The legislature amended the statute,
effective June 2, 2006, by adding subdivision 1(b) as an exception to the
mandatory consecutive sentencing requirement of now-designated subdivision
At resentencing, appellant brought the statutory change to the district court’s attention, but the district court stated:
This matter is before the Court, however, based on the instructions I received from the Supreme Court in their - - in their decision here. And as indicated, it states that “The result is that Holmes must first serve his executed one-year gross misdemeanor sentence, then his executed 66-month felony sentence.” And it was remanded for sentencing consistent with this opinion. So this Court does not, in its opinion, have the discretion to totally re-do sentencing in this matter, and to re-sentence according to the order of the Supreme Court. I’m bound by that.
Referring to the felony sentence, the district court stated that “it remains as previously ordered by the Court as being a consecutive sentence . . . as required by law and the Supreme Court.”
Appellant argues that the district court was required to apply the 2006 amendments to the statute at resentencing, and that the district court abused its discretion by basing its ruling on the 2002 version of the statute by not acknowledging that it had discretion whether to sentence appellant concurrently at resentencing.

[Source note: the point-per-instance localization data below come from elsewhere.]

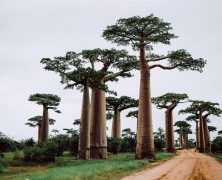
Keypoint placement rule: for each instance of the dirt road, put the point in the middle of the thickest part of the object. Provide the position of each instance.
(188, 165)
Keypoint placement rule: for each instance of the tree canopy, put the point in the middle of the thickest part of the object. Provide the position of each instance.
(169, 99)
(37, 120)
(51, 101)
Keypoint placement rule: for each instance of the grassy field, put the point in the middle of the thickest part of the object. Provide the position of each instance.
(115, 167)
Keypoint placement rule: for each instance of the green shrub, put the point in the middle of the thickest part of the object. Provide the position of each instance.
(63, 143)
(45, 153)
(6, 144)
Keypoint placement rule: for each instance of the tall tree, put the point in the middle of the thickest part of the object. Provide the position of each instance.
(36, 121)
(79, 70)
(117, 105)
(203, 109)
(55, 131)
(48, 101)
(141, 33)
(196, 120)
(169, 101)
(114, 64)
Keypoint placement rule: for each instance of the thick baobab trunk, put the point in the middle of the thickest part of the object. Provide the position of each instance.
(206, 135)
(98, 139)
(181, 138)
(202, 141)
(39, 134)
(45, 125)
(145, 143)
(209, 142)
(116, 127)
(169, 131)
(197, 136)
(85, 126)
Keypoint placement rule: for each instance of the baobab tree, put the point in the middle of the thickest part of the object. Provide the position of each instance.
(141, 33)
(73, 68)
(117, 105)
(219, 132)
(48, 101)
(36, 121)
(169, 101)
(196, 120)
(211, 129)
(114, 64)
(55, 131)
(183, 131)
(203, 109)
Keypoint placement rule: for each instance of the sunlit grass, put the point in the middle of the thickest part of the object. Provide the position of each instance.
(115, 167)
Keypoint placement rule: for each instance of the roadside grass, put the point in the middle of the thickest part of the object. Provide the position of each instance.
(115, 167)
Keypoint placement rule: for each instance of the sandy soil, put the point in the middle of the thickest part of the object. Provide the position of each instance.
(188, 165)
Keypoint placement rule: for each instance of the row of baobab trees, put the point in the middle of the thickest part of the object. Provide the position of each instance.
(92, 69)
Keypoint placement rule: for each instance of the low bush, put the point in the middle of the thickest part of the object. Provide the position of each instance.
(46, 153)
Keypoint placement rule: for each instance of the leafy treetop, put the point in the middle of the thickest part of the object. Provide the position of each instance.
(50, 101)
(145, 31)
(212, 128)
(204, 108)
(37, 121)
(122, 103)
(133, 114)
(169, 100)
(139, 31)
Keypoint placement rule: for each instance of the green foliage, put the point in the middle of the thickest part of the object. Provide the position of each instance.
(139, 31)
(7, 144)
(51, 101)
(113, 145)
(128, 141)
(159, 139)
(37, 121)
(212, 128)
(76, 69)
(183, 126)
(200, 107)
(45, 153)
(169, 99)
(63, 142)
(183, 60)
(133, 114)
(122, 103)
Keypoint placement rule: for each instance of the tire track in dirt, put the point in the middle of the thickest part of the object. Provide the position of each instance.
(188, 165)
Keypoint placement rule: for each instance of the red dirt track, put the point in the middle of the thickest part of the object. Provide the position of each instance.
(188, 165)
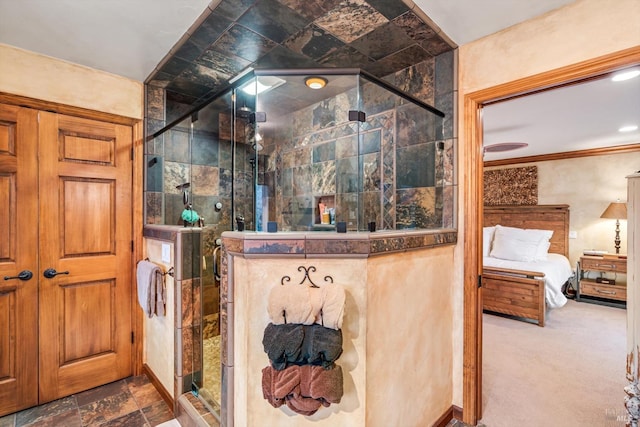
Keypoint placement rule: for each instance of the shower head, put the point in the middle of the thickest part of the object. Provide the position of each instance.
(244, 112)
(183, 187)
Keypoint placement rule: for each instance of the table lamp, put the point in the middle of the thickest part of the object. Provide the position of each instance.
(616, 210)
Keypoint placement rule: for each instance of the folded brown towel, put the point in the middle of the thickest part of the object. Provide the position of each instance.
(304, 389)
(290, 344)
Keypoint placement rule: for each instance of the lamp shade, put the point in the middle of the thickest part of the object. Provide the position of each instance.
(615, 210)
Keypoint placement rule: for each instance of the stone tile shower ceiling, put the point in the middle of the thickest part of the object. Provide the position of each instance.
(378, 36)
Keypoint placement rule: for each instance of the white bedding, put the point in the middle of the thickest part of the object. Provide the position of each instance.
(556, 268)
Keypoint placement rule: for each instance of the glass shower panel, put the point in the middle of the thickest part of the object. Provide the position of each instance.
(400, 149)
(309, 151)
(212, 177)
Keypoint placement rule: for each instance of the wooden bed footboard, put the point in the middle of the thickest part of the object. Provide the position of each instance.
(514, 292)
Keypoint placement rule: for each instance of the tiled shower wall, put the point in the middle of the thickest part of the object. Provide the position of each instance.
(431, 81)
(208, 161)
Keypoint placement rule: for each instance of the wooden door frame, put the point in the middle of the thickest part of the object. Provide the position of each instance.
(136, 195)
(473, 196)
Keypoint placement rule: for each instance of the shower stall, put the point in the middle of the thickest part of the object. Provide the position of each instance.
(292, 150)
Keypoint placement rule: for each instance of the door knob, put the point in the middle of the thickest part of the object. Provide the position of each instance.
(50, 273)
(23, 275)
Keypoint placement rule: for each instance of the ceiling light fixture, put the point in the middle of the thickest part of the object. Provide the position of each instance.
(315, 82)
(625, 75)
(504, 146)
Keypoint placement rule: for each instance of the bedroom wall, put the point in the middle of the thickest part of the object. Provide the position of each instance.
(41, 77)
(580, 31)
(573, 182)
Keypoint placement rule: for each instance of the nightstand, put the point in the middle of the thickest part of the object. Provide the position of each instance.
(599, 280)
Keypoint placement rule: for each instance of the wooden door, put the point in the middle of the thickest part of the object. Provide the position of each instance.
(85, 173)
(18, 253)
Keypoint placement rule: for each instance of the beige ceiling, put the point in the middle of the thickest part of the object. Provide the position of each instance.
(131, 37)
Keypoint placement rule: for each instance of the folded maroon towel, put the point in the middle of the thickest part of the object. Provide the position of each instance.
(304, 389)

We will reverse a district court’s
decision regarding sentencing only for a clear abuse of discretion. State
v. Lattimer, 624 N.W.2d 284, 290 (
Here, appellant was convicted and sentenced before the 2006 amendment was effective, and his case was pending on appeal when the 2006 amendment became effective. But the supreme court declined to apply the 2006 amendment to appellant’s case, stating that:
The duration of Holmes’ sentence under the guidelines, based on a criminal history score of five, including one custody status point, is 66 months. Holmes’ criminal history score is not amended downward under Minn. Sent. Guidelines II.F because by its terms section II.F does not apply to a section 169A.28 sentence. The result is that Holmes must first serve his executed one-year gross misdemeanor sentence, then his executed 66-month felony sentence.

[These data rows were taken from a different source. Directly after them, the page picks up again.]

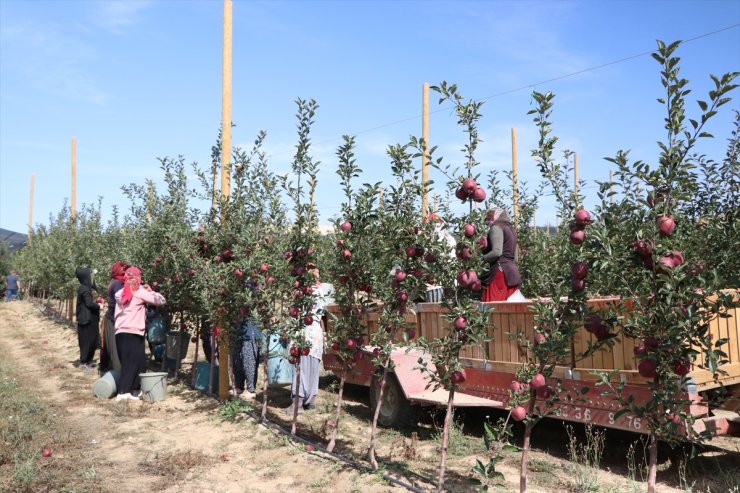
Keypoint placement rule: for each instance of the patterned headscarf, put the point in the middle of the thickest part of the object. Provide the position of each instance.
(118, 270)
(494, 215)
(131, 283)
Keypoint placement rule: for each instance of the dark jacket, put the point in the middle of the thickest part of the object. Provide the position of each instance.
(88, 312)
(501, 252)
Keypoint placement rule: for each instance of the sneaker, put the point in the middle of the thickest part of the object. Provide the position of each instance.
(126, 397)
(289, 410)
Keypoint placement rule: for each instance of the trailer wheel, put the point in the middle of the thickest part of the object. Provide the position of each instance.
(395, 410)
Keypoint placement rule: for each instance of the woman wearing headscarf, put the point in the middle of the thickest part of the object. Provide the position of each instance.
(502, 278)
(109, 351)
(130, 323)
(88, 318)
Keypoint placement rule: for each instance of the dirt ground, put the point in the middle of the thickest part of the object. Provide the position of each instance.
(187, 443)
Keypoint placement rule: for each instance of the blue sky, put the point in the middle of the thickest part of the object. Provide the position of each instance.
(136, 80)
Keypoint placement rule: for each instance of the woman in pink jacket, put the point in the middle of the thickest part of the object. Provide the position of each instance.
(130, 323)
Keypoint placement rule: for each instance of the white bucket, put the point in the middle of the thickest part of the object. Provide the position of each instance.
(153, 386)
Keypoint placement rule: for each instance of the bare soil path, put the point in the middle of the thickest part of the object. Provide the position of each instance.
(183, 444)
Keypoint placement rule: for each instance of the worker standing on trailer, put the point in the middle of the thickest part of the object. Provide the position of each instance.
(502, 278)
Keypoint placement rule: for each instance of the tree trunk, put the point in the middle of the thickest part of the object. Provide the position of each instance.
(338, 414)
(374, 430)
(195, 357)
(297, 396)
(265, 384)
(653, 462)
(212, 335)
(525, 446)
(445, 439)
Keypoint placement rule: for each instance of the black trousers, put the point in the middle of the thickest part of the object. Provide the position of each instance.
(133, 361)
(87, 338)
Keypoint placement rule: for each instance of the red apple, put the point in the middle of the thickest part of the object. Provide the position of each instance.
(577, 236)
(518, 413)
(582, 217)
(463, 253)
(647, 368)
(460, 194)
(666, 225)
(579, 270)
(537, 381)
(457, 377)
(479, 195)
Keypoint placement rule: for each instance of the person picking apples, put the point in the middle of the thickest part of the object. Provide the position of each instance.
(502, 278)
(308, 387)
(130, 323)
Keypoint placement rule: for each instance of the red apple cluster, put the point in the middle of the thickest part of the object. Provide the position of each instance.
(469, 190)
(578, 226)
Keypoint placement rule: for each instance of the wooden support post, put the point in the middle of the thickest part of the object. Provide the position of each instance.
(514, 177)
(30, 211)
(611, 186)
(74, 179)
(73, 215)
(424, 156)
(223, 352)
(575, 177)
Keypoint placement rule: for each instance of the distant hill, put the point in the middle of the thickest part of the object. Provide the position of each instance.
(15, 241)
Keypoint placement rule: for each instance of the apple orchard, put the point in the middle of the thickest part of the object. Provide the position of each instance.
(661, 244)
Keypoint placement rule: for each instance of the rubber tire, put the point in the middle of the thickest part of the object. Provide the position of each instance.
(396, 411)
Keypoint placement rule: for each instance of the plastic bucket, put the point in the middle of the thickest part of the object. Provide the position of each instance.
(105, 387)
(279, 371)
(202, 372)
(177, 344)
(153, 386)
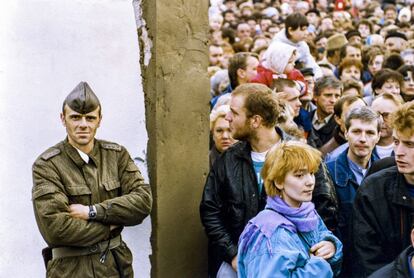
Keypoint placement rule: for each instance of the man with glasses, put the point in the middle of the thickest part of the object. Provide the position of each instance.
(383, 208)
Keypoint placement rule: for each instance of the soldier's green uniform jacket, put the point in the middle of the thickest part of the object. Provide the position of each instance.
(111, 182)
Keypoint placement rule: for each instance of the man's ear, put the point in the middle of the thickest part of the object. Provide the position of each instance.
(62, 118)
(337, 120)
(241, 73)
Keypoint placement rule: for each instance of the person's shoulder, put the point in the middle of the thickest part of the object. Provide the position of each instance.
(50, 153)
(110, 146)
(379, 180)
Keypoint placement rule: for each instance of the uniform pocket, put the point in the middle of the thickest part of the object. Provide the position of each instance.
(112, 188)
(79, 194)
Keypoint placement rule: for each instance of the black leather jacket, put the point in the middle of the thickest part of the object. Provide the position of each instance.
(231, 198)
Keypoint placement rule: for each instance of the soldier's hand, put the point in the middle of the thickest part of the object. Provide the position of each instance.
(79, 211)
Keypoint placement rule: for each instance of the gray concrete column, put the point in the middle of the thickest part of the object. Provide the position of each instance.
(174, 60)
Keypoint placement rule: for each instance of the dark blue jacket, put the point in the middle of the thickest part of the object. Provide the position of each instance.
(346, 187)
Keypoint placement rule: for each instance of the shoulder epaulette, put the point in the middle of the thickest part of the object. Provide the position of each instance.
(111, 146)
(50, 154)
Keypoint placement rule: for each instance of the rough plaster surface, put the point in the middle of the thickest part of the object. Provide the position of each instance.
(46, 48)
(176, 96)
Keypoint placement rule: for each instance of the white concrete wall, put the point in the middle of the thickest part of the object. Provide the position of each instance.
(46, 48)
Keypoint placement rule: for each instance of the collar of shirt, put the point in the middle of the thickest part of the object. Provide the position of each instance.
(358, 171)
(318, 124)
(83, 155)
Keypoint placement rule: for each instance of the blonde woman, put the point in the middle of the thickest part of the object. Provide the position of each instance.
(288, 238)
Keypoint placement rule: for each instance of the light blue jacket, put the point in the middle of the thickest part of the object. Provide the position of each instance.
(286, 254)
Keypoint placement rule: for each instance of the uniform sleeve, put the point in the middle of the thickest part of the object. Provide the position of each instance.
(135, 201)
(336, 260)
(212, 213)
(285, 261)
(51, 208)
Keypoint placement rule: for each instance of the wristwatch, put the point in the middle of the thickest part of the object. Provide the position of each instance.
(92, 212)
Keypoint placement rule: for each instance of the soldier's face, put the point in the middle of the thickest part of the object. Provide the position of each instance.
(81, 128)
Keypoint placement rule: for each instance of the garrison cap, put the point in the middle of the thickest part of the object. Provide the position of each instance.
(82, 99)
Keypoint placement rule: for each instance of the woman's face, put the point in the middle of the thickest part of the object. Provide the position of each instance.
(376, 64)
(297, 187)
(390, 86)
(222, 135)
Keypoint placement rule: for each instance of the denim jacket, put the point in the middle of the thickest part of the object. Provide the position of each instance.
(287, 255)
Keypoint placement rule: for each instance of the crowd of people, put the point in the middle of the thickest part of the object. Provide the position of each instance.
(312, 139)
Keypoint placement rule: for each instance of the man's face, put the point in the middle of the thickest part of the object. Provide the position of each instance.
(313, 19)
(409, 59)
(404, 153)
(243, 31)
(326, 100)
(311, 86)
(395, 44)
(264, 24)
(385, 108)
(237, 118)
(355, 40)
(362, 137)
(215, 55)
(326, 24)
(390, 15)
(353, 52)
(389, 86)
(299, 34)
(376, 64)
(345, 110)
(291, 95)
(222, 135)
(409, 83)
(351, 72)
(81, 128)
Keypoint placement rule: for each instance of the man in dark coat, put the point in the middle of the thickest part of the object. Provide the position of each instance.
(384, 204)
(233, 193)
(84, 192)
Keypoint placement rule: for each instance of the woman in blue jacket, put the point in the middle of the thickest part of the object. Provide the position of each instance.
(288, 238)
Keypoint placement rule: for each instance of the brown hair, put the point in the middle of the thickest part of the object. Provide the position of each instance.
(286, 158)
(259, 100)
(403, 119)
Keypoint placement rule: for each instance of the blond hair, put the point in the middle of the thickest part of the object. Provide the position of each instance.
(217, 113)
(286, 158)
(403, 119)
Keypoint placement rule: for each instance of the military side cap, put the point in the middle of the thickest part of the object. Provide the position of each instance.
(336, 41)
(82, 99)
(307, 72)
(352, 33)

Holmes II, 719 N.W.2d at 910 (emphasis
added). Following appellant’s request
for reconsideration, the supreme court acknowledged the 2006 amendment, but
indicated its unwillingness to apply the statutory change to appellant’s case
by stating, “We express no opinion about the recent changes and the effect they
will have on sentencing in future cases
similar to Holmes’.” Holmes
II, 719 N.W.2d at 909 n.9 (emphasis added).
The supreme court then remanded the case to the district court to
resentence appellant consistent with its opinion.

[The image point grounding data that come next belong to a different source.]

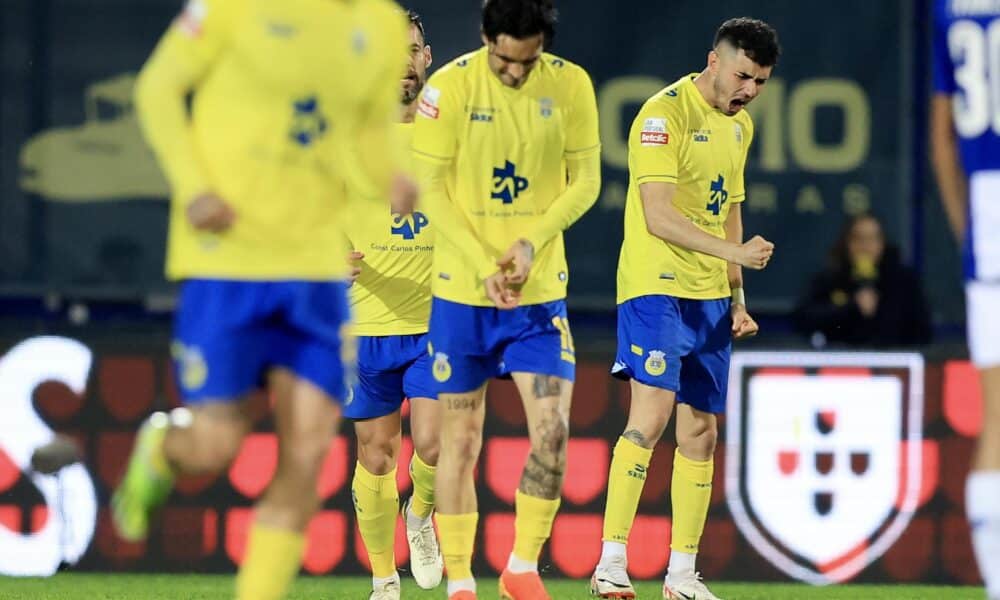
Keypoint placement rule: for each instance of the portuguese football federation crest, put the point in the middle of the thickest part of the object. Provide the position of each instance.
(823, 457)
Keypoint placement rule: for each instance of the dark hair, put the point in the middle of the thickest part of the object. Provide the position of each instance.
(414, 18)
(520, 19)
(840, 259)
(755, 37)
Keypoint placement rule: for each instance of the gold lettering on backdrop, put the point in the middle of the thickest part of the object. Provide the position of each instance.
(104, 158)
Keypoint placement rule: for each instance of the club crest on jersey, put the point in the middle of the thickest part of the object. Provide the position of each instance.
(441, 367)
(545, 107)
(823, 457)
(507, 185)
(409, 226)
(656, 364)
(654, 132)
(428, 104)
(191, 366)
(717, 195)
(308, 123)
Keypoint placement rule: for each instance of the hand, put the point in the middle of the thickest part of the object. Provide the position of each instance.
(355, 259)
(516, 262)
(403, 194)
(208, 212)
(867, 301)
(755, 253)
(497, 290)
(743, 324)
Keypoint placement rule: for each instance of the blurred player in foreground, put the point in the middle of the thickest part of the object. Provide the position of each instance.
(509, 157)
(391, 300)
(965, 136)
(680, 292)
(258, 172)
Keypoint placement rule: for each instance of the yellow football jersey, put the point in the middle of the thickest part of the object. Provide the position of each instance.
(292, 101)
(506, 151)
(392, 295)
(679, 138)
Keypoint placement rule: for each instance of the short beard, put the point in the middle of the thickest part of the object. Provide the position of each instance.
(409, 97)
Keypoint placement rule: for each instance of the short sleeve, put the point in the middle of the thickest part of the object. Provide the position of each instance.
(435, 128)
(738, 191)
(202, 30)
(654, 143)
(582, 137)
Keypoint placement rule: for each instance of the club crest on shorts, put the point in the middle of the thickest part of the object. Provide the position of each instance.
(656, 364)
(441, 367)
(192, 370)
(823, 457)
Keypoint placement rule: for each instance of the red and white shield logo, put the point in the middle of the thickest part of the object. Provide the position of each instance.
(823, 457)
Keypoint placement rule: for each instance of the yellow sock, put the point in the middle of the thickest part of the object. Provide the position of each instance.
(376, 502)
(690, 494)
(532, 524)
(271, 563)
(457, 535)
(625, 480)
(422, 474)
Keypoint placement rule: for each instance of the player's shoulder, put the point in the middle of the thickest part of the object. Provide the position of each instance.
(668, 102)
(561, 69)
(458, 73)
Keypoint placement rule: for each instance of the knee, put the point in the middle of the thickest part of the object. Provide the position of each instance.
(699, 441)
(221, 440)
(463, 445)
(427, 446)
(300, 462)
(378, 455)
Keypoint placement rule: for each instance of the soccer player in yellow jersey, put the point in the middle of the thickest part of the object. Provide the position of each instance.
(508, 154)
(259, 171)
(391, 299)
(680, 291)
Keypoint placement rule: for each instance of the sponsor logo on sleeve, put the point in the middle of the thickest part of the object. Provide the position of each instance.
(192, 18)
(654, 132)
(428, 105)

We conclude that the language employed by the supreme court limited the scope of remand by removing any discretion the district court might have otherwise had in determining appellant’s sentence. See Duffey, 432 N.W.2d at 476. Accordingly, we conclude that the district court did not err by resentencing appellant as it did, and therefore, appellant’s additional arguments are rendered moot.